5_ Avete aspettato qualche anno prima di pubblicare un album o un EP. Ciò vuol dire che, dietro, c’è stato tanto lavoro o forse non eravate convintissimi?

Fino a quando non ti senti preparato, pronto, a fare una cosa è meglio non farla: devi saperla sostenere. Quando siamo usciti con della musica, noi eravamo al punto in cui avevamo le spalle larghe. Poi ovviamente non lo erano e la realtà ci ha presi a schiaffi, ma noi pensavamo di poterla sorreggere e così è stato.

6_ Avete capito che forse era il vostro mestiere.

Ci abbiamo messo un po’ di anni, ma io ricordo il momento in cui ho pensato che la musica non fosse più una semplice sala prove o un concerto tra amici. Alla fine del tour di “Alaska”, il nostro terzo disco, mi sono ritrovato in questa serie di concerti dove vedevo che le persone davanti a noi erano sempre di più, così tante che non le riconoscevo, che sapevano tutti i pezzi.

7_ Come è nato il vostro incontro con il Liga?

In realtà, è una storia abbastanza romantica: ci siamo scritti delle lettere o meglio, il corrispettivo delle lettere nel 2022, che sono delle mail con l’allegato. La cosa interessante è che tutto quanto è partito da un confronto musicale: gli abbiamo scritto una lettera in cui ci presentavamo e spiegavamo che tipo di musica ci interessava produrre. L’approccio iniziale era voler fare una chiacchierata e confrontarci con chi ha fatto la storia del rock’n’roll in Italia perché volevamo puntare in alto. Trovo molto importante il confronto, soprattutto con chi ha 30 anni di storia alle spalle che può dare un parere oggettivo su ciò che facciamo, cosa va e cosa non va.

Da lì, invece è nata l’idea di un pezzo insieme.
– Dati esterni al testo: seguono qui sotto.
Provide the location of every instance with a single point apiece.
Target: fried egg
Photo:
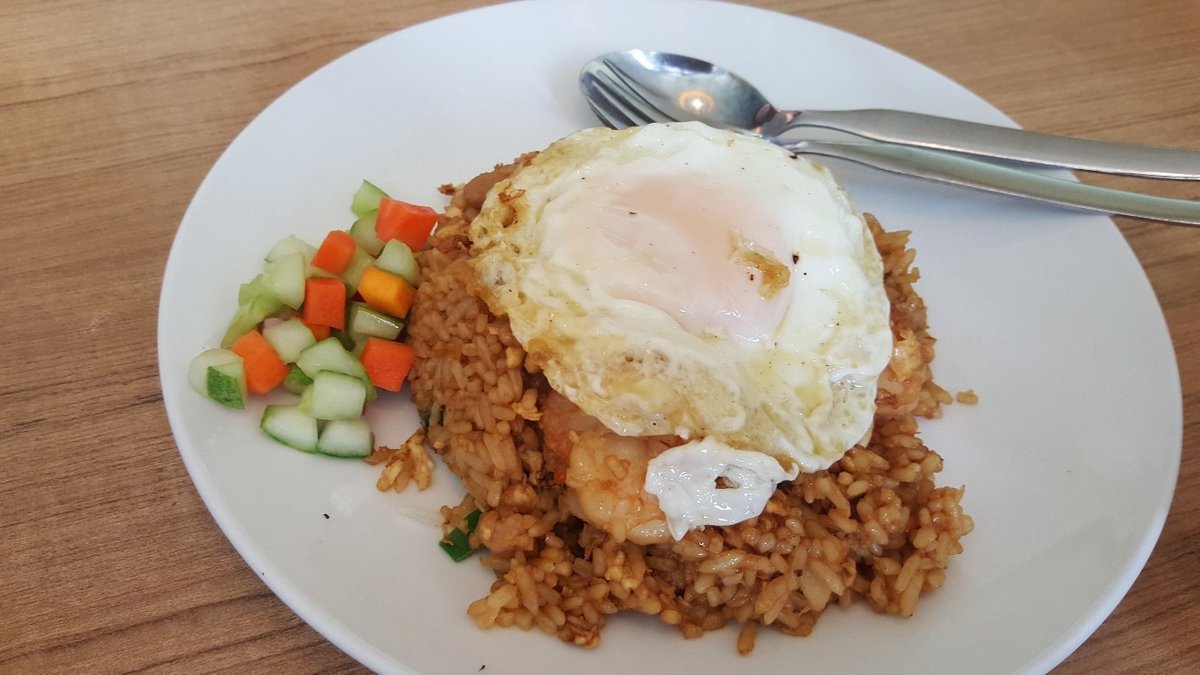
(683, 280)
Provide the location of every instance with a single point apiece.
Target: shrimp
(604, 472)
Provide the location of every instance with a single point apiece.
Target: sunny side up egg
(682, 280)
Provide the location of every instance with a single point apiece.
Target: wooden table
(111, 113)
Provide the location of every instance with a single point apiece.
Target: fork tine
(634, 93)
(616, 106)
(610, 118)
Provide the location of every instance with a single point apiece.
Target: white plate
(1069, 460)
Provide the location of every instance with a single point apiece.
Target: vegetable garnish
(264, 368)
(327, 323)
(457, 543)
(387, 363)
(385, 291)
(408, 222)
(335, 252)
(324, 303)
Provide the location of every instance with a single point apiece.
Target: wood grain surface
(112, 113)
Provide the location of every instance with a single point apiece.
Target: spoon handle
(955, 169)
(1030, 147)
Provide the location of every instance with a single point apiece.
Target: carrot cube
(387, 363)
(408, 222)
(385, 291)
(324, 303)
(264, 368)
(335, 252)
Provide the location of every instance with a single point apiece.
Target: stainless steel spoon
(635, 88)
(685, 88)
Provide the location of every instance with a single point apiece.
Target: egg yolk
(665, 242)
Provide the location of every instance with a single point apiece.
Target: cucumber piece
(285, 278)
(397, 258)
(250, 315)
(346, 438)
(291, 426)
(221, 376)
(366, 198)
(289, 338)
(365, 321)
(251, 290)
(297, 381)
(292, 244)
(330, 354)
(363, 231)
(353, 272)
(334, 395)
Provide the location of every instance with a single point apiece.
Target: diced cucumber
(363, 231)
(251, 290)
(289, 338)
(330, 354)
(353, 272)
(297, 381)
(291, 426)
(285, 276)
(292, 244)
(365, 321)
(250, 315)
(221, 376)
(346, 438)
(397, 258)
(366, 198)
(334, 395)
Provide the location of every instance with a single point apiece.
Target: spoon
(683, 88)
(619, 99)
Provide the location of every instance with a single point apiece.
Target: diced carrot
(387, 363)
(318, 332)
(324, 303)
(264, 368)
(385, 291)
(335, 252)
(408, 222)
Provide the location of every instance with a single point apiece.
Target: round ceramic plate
(1069, 459)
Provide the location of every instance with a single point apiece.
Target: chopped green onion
(457, 544)
(457, 548)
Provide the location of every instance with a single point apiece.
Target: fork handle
(955, 169)
(1015, 144)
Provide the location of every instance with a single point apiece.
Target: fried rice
(874, 527)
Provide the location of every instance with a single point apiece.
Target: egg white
(678, 279)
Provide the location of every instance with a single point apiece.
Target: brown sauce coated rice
(874, 527)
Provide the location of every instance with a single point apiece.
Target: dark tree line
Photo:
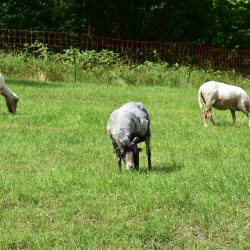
(223, 23)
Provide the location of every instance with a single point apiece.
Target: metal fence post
(75, 64)
(191, 63)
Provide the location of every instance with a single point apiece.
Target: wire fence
(49, 55)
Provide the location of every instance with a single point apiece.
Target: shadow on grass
(164, 168)
(33, 83)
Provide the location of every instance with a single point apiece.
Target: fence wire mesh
(68, 56)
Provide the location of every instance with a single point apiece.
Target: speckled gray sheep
(10, 97)
(128, 126)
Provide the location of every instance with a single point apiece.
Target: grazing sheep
(127, 126)
(223, 96)
(10, 97)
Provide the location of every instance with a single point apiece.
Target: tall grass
(60, 187)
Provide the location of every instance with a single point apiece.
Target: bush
(36, 62)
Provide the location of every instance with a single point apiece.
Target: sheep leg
(136, 160)
(248, 116)
(233, 116)
(148, 151)
(207, 114)
(119, 163)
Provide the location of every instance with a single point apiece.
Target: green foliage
(224, 23)
(60, 187)
(37, 62)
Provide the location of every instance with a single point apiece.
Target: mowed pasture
(60, 186)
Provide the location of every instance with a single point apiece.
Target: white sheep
(10, 97)
(128, 126)
(223, 96)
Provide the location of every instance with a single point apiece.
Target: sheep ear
(135, 140)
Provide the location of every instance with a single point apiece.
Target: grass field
(60, 187)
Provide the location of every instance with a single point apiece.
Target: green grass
(60, 187)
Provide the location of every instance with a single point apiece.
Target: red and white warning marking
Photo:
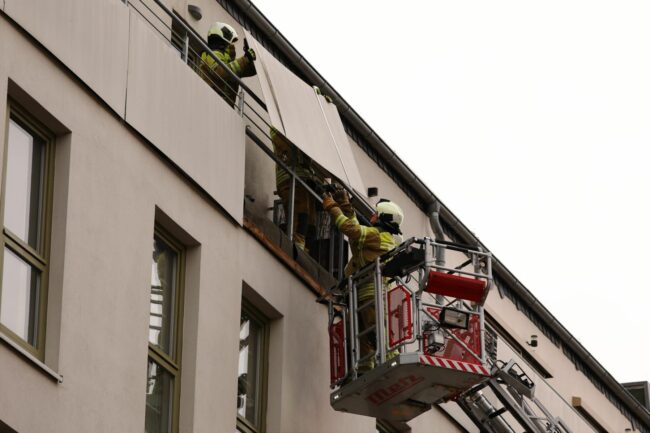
(456, 365)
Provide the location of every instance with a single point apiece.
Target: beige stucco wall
(115, 183)
(109, 183)
(189, 123)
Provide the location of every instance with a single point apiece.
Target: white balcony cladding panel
(306, 118)
(88, 36)
(187, 121)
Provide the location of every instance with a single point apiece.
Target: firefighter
(221, 40)
(366, 244)
(304, 204)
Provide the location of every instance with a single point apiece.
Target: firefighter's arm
(348, 226)
(343, 199)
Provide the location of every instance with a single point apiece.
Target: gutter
(428, 199)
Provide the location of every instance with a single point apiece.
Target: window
(26, 205)
(251, 380)
(165, 320)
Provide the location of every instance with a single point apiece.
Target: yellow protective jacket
(221, 80)
(366, 243)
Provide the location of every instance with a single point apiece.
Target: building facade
(149, 278)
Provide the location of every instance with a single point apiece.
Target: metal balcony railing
(327, 248)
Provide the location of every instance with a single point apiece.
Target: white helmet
(224, 31)
(389, 212)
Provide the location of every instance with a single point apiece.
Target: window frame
(171, 363)
(244, 425)
(39, 257)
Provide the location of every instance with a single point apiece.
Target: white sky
(531, 121)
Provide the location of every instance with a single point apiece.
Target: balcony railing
(323, 248)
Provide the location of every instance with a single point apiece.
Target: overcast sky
(531, 121)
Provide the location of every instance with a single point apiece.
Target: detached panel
(88, 36)
(174, 109)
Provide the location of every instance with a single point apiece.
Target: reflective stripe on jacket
(224, 83)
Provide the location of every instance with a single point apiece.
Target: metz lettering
(383, 394)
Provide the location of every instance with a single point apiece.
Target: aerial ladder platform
(429, 342)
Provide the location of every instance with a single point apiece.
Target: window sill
(38, 364)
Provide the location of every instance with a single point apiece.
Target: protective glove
(250, 54)
(328, 201)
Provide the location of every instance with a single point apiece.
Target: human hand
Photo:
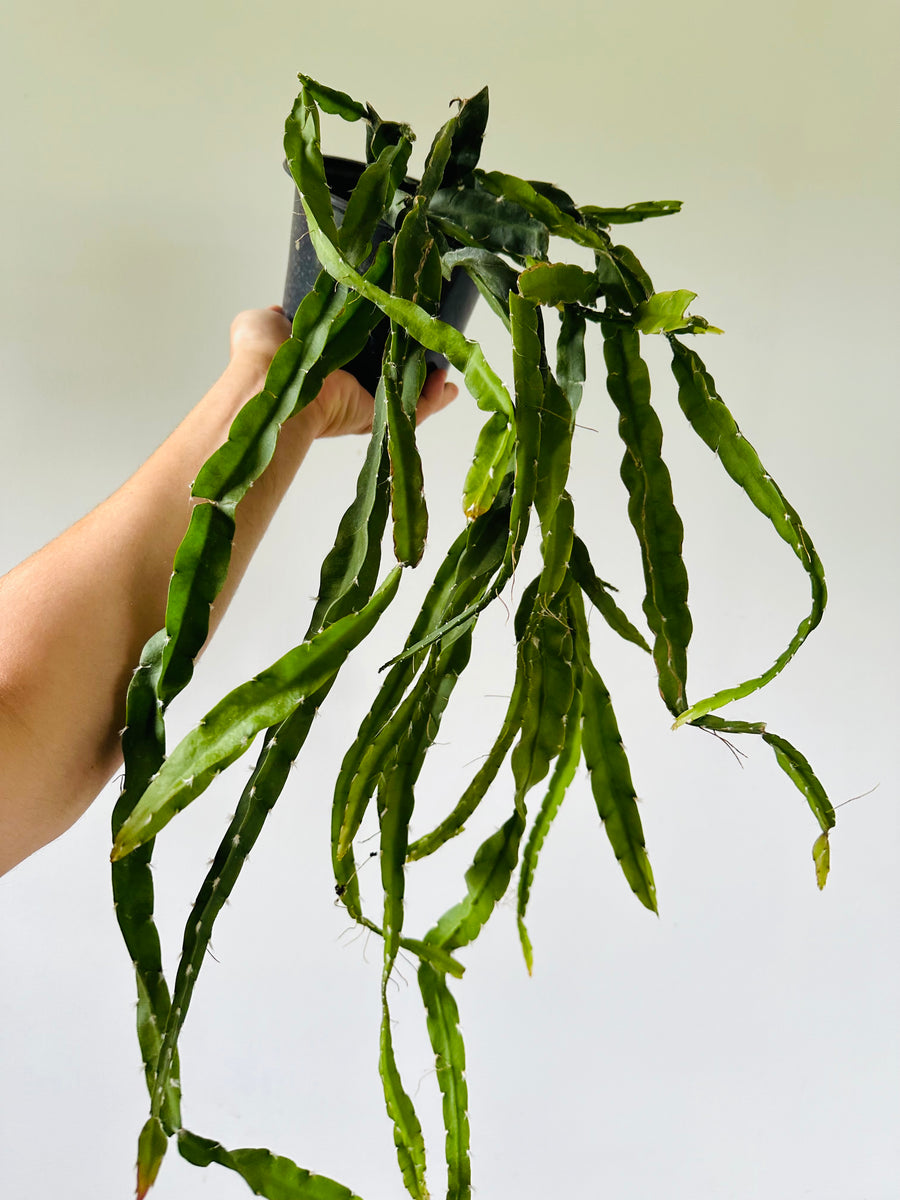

Ligabue, alla nostra mail, ha risposto anche lui con l’allegato e ci siamo poi incontrati a Correggio. Nel suo studio, in cui abbiamo registrato “Il mio nome e mai più”. Lui è un personaggio in gamba, cerca di metterti a tuo agio.

Aimone Romizi dei FASK: «La nostra è una storia di provincia»

8_ Molto interessante, poi voi adesso siete all’Arena di Verona con lui.

Sì, ed è sconvolgente perché l’Arena è la storia. Dentro l’Arena ha suonato la storia della musica ed io sono sul palco con la storia della musica: è tutto abbastanza storico.

9_ Ormai vi chiamano tutti con l’acronimo FASK.

Esatto, è una grande fortuna perché pensa se il nome non fosse stato accorciabile…! Ci ha aiutati molto il farci chiamare FASK perché iniziamo ogni concerto presentandoci. Quindi dire che eravamo una band di Perugia, magari a qualcuno piacevamo e gli veniva voglia di cercarci su Google: era un grande slancio di marketing.

10_  Ci sono alcune date prima della fine del tour?

In realtà soltanto una, è rimasta quella di giovedì 6/10 e poi è finita. Comunque ne abbiamo fatte sette in compagnia di Liga, direi che è più che sufficiente.

11_ Quali sono i vostri piani adesso? So che partirai per un po’ di vacanza perché avete fatto un tour interminabile.

Sì, diciamo che il lavoro del musicista, e mi fa sempre strano dirlo, non finisce mai. Sei sempre lì che pensi a cosa fare e come farlo e soprattutto ragioni molto sulla musica: è una cosa che noi facciamo sempre. Considera che noi, come cosa quasi rituale, abbiamo questa smania di registrare qualcosa con la chitarra nella settimana subito dopo che esce un nostro disco. Se no ci sentiamo come se lo slancio artistico stesse finendo, siamo sempre in proiezione di noi stessi nel futuro. C’è una pausa ma è una pausa per rimettere in fila le idee.